If you’re curious what people really liked, we can say that by far, the pot pie and cake took home the top mentions from the crowd. Everyone loves pot pie. It screams ‘home’, and we’re just sliding into the fall season, so it’s the best time to eat them. We’ll have to make it again and share the recipe because we know you’ll just die when you eat it! We think the bacon puffs took people by surprise because they do combine really bold flavors–salty bacon, sweet apples and pomegranate glaze and strong cheese. Corina did not have gorgonzola cheese in house, which is what we’ve used before, so she suggested a variety of blue cheese. We actually liked how it worked, but perhaps blue cheese is too strong for some people. To us, it was a nice substitution. We even had a friend who does not like blue cheese say that the appetizer was a delicious surprise to her. By the end of the night, we’d placed somewhere between 25 and 30 orders from our menu, so it was definitely a success in our book.
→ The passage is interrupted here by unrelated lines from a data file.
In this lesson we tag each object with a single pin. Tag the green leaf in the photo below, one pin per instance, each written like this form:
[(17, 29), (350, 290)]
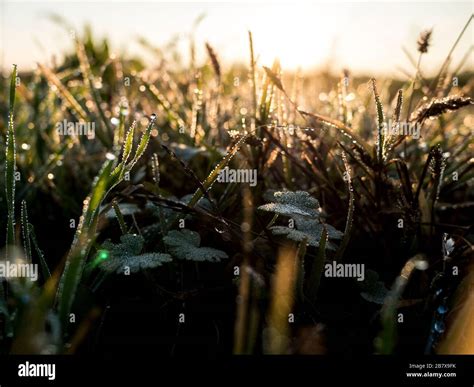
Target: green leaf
[(184, 244), (127, 254), (10, 166), (289, 203), (303, 209), (317, 268)]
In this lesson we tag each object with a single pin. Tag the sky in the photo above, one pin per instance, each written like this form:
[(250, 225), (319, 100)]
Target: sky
[(366, 37)]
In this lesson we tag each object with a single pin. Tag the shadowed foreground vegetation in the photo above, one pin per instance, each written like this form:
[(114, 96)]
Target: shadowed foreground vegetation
[(139, 245)]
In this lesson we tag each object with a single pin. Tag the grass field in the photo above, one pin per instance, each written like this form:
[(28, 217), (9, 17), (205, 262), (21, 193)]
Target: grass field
[(215, 208)]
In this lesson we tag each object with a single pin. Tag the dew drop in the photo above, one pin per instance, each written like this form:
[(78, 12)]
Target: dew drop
[(219, 228), (439, 326), (442, 309)]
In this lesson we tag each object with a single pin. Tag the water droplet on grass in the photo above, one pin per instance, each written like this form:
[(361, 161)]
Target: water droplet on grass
[(439, 326), (219, 228), (442, 309)]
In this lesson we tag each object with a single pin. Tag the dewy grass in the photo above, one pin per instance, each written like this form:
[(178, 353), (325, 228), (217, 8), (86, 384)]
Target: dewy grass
[(395, 197)]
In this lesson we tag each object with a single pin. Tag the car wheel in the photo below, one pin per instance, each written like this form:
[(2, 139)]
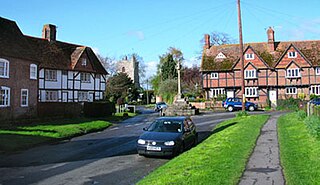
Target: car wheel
[(251, 108), (230, 108)]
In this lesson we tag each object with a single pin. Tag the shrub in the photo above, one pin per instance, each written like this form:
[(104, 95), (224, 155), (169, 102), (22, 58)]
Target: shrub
[(242, 114), (302, 115), (313, 125)]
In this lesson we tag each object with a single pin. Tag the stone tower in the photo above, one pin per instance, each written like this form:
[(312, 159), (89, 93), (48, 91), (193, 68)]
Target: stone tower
[(131, 68)]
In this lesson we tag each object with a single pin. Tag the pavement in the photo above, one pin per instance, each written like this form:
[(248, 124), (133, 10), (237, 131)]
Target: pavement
[(264, 166)]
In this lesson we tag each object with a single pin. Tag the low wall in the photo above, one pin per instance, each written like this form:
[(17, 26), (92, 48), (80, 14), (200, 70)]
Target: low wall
[(59, 109)]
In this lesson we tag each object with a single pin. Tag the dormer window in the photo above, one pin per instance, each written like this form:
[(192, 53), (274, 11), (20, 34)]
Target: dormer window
[(84, 62), (214, 76), (249, 74), (292, 54), (249, 56), (293, 73), (221, 56)]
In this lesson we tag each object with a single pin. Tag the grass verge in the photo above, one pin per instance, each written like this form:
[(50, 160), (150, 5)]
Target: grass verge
[(299, 151), (23, 136), (220, 159)]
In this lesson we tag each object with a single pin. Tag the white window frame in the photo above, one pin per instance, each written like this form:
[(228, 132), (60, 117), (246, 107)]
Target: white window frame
[(291, 90), (251, 92), (84, 62), (24, 98), (4, 96), (249, 56), (250, 74), (83, 96), (5, 72), (33, 71), (292, 54), (85, 77), (293, 73), (51, 75), (315, 89), (214, 75), (51, 96), (217, 91), (317, 70)]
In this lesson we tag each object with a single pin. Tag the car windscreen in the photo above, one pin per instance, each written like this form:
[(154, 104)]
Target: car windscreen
[(165, 126)]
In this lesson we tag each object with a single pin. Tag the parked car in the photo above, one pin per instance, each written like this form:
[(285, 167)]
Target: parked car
[(160, 106), (315, 101), (232, 104), (167, 136)]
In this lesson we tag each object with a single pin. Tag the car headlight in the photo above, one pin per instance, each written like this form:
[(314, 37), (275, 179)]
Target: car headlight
[(141, 141), (169, 143)]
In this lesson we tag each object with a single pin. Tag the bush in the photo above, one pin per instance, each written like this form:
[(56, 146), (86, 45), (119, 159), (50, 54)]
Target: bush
[(301, 114), (288, 104), (313, 125), (242, 114)]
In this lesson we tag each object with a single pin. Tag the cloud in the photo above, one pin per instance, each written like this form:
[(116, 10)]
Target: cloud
[(138, 34)]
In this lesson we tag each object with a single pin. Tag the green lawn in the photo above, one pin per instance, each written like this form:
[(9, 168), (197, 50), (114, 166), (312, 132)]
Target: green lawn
[(299, 152), (220, 159), (19, 137)]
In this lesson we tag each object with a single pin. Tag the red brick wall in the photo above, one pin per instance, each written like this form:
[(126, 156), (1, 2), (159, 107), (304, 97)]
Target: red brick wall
[(19, 78)]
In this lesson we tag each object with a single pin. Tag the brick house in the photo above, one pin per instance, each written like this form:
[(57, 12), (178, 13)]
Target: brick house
[(18, 73), (67, 72), (272, 70)]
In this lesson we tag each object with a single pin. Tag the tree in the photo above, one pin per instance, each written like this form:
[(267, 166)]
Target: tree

Throughout this whole process we were happy and honestly stunned to see the efforts the staff and Corina made to maintain the integrity of our recipes. We were asked repeatedly if everything looked, tasted, smelled and felt as planned. Suggestions were made when necessary, but they were exactly that–suggestions. Never did we feel belittled, nor were we told how we should do something. The menu was our own, and in that respect, we felt like it was a little slice of time to shine. It was comforting to see every person there, staff and customers, genuinely invested and interested in our experience. We learned countless things that day, but a few highlights stand out more than others. We learned better ways to hold our knifes. We know that salt, lemon juice and olive oil make an easy and tasty salad dressing. We have stashed away a new recipe to cook whole fish–head and all–in a salt bake. We saw that a slab of butter really does make all the difference. We’ve reaffirmed that teamwork is key. We’ve once again confirmed that you don’t have to be a real chef to cook like one.
Our shift ended around 9:30 pm when Chef Corina said we should take a seat and have dinner. We took a seat at a booth and ate the same meal we’d help serve to people earlier in the night. We were tired. Oh so tired. You could read it in our faces. At the same time, we were definitely happy to have had the opportunity to work behind the line and see how things operate in a true restaurant kitchen. Our biggest thanks go out to Chef Corina, Jane, David, B.J., Gregory, Megan, Ashley, Anna, Marta, Laura and Cesar for their guidance and patience. And letting us become a chef for a day!